Among many other accomplishments for which this beautiful but most unfortunate race are celebrated, their dancing is one of the most remarkable; and it has been said that a well grouped quadroon quadrille at New Orleans might rival in grace the most successful figure-dance ever exhibited at “le grand Opéra.” Unfortunately for Whitlaw, the art of dancing was not one of those which he had cultivated; and though he certainly would not have scrupled to put out a score of dark-eyed beauties in their graceful measure if by so doing he could have in any degree amused himself, he thought that on the present occasion he should be more gratified by seeing them go right than in contriving to make them go wrong. He therefore sat himself down on a well-cushioned sofa, with the intention of deciding very much at his ease which was the most lovely girl in the room.
Some pretty and piteous episodes might be here indulged in description of indiv
idual loveliness and of gentle sweetness, that not even the iron fate which legally doomed them all to infamy from the hour they first drew breath could destroy. But wide as is the field for the purest sympathy and the holiest sorrow, it cannot be entered upon without the risk of encountering scenes from which the eye of human virtue must turn aside; while we may well believe that “the recording angel as he writes them down will drop a tear upon the words” that tell of frailty enforced by law, and affection which no ceremony is sufficiently holy to render legitimate.
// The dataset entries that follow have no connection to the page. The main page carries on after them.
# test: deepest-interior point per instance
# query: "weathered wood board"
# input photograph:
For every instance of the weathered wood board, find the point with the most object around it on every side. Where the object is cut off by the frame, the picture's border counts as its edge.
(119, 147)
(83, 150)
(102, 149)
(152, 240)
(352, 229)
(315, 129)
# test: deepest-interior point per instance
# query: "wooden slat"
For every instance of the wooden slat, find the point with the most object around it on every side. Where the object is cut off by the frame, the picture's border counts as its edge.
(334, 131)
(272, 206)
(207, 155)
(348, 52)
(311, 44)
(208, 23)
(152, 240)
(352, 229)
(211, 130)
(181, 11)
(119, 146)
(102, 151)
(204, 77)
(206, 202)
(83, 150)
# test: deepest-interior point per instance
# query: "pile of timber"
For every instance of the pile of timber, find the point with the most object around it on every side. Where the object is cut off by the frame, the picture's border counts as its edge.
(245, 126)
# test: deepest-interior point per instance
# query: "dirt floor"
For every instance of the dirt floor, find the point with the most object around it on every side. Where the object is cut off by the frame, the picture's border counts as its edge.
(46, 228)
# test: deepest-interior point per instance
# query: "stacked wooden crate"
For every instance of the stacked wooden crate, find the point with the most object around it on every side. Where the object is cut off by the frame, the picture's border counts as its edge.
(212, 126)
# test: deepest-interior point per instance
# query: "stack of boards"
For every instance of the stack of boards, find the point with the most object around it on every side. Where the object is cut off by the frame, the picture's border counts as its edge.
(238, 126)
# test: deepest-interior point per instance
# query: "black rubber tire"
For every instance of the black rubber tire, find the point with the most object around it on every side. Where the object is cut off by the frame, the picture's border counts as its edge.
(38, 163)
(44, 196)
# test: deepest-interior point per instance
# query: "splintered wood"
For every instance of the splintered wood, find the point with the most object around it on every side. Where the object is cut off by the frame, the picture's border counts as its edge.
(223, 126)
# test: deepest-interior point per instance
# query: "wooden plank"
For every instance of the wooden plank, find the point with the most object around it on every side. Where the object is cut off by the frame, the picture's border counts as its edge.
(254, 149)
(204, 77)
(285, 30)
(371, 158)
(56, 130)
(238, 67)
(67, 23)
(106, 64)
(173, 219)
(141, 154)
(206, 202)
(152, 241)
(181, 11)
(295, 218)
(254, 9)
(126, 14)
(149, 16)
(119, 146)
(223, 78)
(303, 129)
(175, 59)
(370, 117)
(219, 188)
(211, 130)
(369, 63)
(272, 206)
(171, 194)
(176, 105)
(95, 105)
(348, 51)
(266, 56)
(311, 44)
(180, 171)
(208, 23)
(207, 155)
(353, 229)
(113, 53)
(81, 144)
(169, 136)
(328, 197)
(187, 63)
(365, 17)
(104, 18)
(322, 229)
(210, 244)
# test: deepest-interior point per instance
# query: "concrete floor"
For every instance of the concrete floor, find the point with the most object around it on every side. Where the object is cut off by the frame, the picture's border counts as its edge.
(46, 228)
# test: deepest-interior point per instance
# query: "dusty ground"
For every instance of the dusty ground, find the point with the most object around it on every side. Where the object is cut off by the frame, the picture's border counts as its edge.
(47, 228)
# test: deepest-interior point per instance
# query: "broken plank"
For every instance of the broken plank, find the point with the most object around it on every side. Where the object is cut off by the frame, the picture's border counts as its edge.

This we may surely easily guess at and easily believe; but far be it from any mortal to judge with what species of immortal feeling those acts will be registered, by which one portion of the human race compel by law another portion to infamy and sin.
Leaving therefore all allusion to the adventures of the evening in which any of the graceful groups that danced before him were so unfortunate as to attract Mr. Whitlaw’s particular attention, we must pass to a circumstance of a different kind, which soon obliged him to forget for the moment everything else.
It was in passing from the ball-room to the bar, at which refreshments of all kinds were furnished, that Whitlaw was arrested in his progress by a hand laid not very lightly on his shoulder. He suddenly turned, and encountered the well-known face of Hogstown, who has already been introduced to the reader at Natchez when forcing himself upon the notice of Edward Bligh.
“So here you are, my man!” exclaimed he. “The colonel told me I should be sure to find you. — Fine work we are likely to have, arn’t we?”
Whitlaw expressed his ignorance of the particular events to which he alluded.